Is there any way to implement Erlang-style light-weight processes in .NET?

I found some projects that implement Erlang messaging model (actors model). For example, Axum. But I found nothing about light-weight processes implementation. I mean multiple processes that run in a context of a single OS-thread or OS-process.

A: 

This makes no sense. "Multiple process that run in the context of a single OS thread or OS process" is logically inconclusive. THis is basically a logical application level thing - which you can easily repro in .NET. But there is no such thing like a "process within a process" on the OS level.

TomTom
"process within a process" - Win32 have a fibers.
W55tKQbuRu28Q4xv
But fibers are self-scheduled - THREADS (and make no sense in MOST cases). A Process is defined as having a memory barrier, which a fiber lacks. So, a fiber is by no means a process within a process.
TomTom
You clearly haven't looked at Erlang's runtime design.Yes, you can implement Erlang-like processes at the application level, but that is likely to amount to cooperative multitasking, a technique I haven't seen used since my DOS/Win16 days. If you have support in the runtime, you can get this effect with preemptive multitasking, but it would be something MS would have to add to .NET.
Warren Young
Have a look at http://stackoverflow.com/questions/2708033/technically-why-is-processes-in-erlang-more-efficient-than-os-threads
Jonas
+2  A: 

The CLR can be hosted and exposes mechanisms for the host to implement its own task abstraction. Theoretically, they can be threads, fibers, LWPs - anything as long as the host implements the necessary interfaces.

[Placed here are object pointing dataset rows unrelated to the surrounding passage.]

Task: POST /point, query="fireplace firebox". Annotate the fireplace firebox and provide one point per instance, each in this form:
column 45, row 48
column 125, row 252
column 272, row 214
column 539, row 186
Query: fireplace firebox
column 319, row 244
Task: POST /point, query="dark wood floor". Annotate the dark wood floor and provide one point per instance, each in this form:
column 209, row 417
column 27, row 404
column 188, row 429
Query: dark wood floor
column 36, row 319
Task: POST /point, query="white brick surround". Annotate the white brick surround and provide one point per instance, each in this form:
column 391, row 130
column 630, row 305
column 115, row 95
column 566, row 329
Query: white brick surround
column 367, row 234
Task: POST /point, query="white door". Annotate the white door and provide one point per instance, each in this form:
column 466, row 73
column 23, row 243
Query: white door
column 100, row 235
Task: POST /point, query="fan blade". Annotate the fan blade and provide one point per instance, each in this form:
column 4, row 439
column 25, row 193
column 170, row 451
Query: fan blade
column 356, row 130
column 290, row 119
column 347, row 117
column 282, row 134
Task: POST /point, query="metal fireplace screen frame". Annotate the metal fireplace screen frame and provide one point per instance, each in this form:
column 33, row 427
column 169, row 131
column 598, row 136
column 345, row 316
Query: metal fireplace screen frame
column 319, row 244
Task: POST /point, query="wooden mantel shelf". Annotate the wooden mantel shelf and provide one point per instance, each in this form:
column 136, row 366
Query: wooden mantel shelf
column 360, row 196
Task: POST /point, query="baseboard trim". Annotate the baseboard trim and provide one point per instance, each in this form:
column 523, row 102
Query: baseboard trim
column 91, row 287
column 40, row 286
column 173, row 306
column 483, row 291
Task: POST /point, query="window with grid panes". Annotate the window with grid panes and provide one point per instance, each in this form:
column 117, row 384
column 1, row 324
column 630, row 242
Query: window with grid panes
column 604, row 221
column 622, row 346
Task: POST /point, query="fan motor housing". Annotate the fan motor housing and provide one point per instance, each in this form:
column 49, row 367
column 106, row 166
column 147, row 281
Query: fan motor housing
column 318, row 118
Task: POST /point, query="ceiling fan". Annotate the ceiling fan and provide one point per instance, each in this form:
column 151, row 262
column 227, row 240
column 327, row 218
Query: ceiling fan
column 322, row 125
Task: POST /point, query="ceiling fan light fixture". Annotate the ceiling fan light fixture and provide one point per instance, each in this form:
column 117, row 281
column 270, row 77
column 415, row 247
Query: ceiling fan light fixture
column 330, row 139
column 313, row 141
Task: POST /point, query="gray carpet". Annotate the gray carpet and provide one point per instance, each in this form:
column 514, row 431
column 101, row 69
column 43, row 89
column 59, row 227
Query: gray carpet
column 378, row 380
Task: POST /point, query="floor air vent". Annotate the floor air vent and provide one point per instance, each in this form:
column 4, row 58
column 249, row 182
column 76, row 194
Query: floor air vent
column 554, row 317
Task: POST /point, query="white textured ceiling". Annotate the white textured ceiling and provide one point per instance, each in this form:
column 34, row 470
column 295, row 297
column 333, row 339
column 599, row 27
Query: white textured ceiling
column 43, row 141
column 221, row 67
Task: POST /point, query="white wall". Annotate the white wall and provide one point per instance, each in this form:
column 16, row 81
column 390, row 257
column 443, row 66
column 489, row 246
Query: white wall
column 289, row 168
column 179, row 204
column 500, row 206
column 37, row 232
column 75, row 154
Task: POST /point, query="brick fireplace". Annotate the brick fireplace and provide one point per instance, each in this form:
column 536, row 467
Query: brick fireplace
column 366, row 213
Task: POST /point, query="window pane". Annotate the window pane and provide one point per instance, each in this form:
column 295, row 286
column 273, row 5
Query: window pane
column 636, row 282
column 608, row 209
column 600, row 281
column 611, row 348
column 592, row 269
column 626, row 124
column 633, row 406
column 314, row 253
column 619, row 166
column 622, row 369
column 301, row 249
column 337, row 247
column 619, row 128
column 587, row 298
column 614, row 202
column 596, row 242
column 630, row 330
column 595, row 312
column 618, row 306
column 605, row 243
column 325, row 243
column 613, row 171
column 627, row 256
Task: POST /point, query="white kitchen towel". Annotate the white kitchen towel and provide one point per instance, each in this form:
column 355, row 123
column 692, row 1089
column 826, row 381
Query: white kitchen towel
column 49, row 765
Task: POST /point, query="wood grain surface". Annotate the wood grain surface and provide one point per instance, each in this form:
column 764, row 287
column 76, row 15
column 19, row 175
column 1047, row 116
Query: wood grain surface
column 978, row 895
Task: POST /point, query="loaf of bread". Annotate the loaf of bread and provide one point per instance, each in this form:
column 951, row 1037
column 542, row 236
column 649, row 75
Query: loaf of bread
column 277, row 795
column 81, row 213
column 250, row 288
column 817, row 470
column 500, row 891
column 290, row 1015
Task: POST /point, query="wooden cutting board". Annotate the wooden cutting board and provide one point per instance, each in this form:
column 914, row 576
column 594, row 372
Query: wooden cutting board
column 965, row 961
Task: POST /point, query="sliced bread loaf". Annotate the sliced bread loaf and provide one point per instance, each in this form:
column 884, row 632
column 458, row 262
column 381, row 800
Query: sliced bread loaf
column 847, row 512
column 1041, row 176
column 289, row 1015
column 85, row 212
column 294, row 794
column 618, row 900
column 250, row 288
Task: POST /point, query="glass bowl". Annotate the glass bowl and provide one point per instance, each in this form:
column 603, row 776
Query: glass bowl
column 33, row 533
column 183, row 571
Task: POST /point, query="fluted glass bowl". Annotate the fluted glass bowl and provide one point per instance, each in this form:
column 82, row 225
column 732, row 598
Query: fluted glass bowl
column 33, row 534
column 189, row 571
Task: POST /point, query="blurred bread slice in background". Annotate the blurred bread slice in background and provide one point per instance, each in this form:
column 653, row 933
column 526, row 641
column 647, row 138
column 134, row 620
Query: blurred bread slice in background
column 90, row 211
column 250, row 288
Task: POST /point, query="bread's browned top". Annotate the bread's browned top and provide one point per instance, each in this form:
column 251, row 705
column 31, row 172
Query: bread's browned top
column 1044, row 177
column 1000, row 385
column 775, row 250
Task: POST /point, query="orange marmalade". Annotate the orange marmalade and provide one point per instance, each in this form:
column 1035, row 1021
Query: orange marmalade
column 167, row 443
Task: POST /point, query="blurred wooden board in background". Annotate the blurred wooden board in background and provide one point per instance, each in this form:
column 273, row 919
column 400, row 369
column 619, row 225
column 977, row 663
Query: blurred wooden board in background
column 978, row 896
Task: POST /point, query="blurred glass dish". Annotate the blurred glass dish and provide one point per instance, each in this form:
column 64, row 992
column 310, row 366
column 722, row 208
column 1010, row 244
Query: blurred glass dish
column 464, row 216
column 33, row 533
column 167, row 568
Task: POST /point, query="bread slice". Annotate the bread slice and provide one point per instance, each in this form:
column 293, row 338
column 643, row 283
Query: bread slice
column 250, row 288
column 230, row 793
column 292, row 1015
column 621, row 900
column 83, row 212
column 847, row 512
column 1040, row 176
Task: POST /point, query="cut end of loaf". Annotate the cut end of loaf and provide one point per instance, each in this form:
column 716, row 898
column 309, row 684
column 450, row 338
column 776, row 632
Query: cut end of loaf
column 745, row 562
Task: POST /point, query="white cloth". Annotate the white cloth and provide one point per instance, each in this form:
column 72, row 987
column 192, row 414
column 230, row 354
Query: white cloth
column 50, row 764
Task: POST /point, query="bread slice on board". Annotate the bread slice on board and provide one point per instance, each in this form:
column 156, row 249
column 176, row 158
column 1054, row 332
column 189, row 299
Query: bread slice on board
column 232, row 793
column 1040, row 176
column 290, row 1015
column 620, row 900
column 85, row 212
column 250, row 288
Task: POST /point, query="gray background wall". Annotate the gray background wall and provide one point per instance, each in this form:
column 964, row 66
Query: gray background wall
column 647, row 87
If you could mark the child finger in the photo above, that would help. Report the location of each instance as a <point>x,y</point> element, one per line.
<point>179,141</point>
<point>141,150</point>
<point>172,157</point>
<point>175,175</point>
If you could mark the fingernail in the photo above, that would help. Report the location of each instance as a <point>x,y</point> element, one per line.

Getting it right is somewhat hard. MS took a chance on it in order to host the CLR in SQL Server Fiber Mode.

At the last moment, there were some stress bugs, so they pulled the plug on it according to Joe Duffy and Dino Vhieland (who ran a series about writing a custom CLR host that implements its own task abstraction - with fibers - on his blog).
Right now there is some plumbing missing - ICLRTask::SwitchOut() - and even if one gets around that, the same bugs that hit MS at the stress test iteration would probably haunt the adventurous soul as well.

Suppose for a moment that all the problems are somehow fixed and the whole runtime is prepared to run on fibers, LWPs, whatever. There is still the problem of P/Invoke that might potentially call into blocking operations. This kind of scheduling is hard to do without kernel support.

This is addressed in the 64bit versions of Windows 7 and Windows 2008 Server R2. There is now User-Mode Scheduling that can yield control back to a user-mode - as opposed to kernel-mode - scheduler if a call blocks in the kernel. Also, these user-mode scheduled threads are real threads with their own TLS. These are great improvements and make many of the fiber mode headaches go away.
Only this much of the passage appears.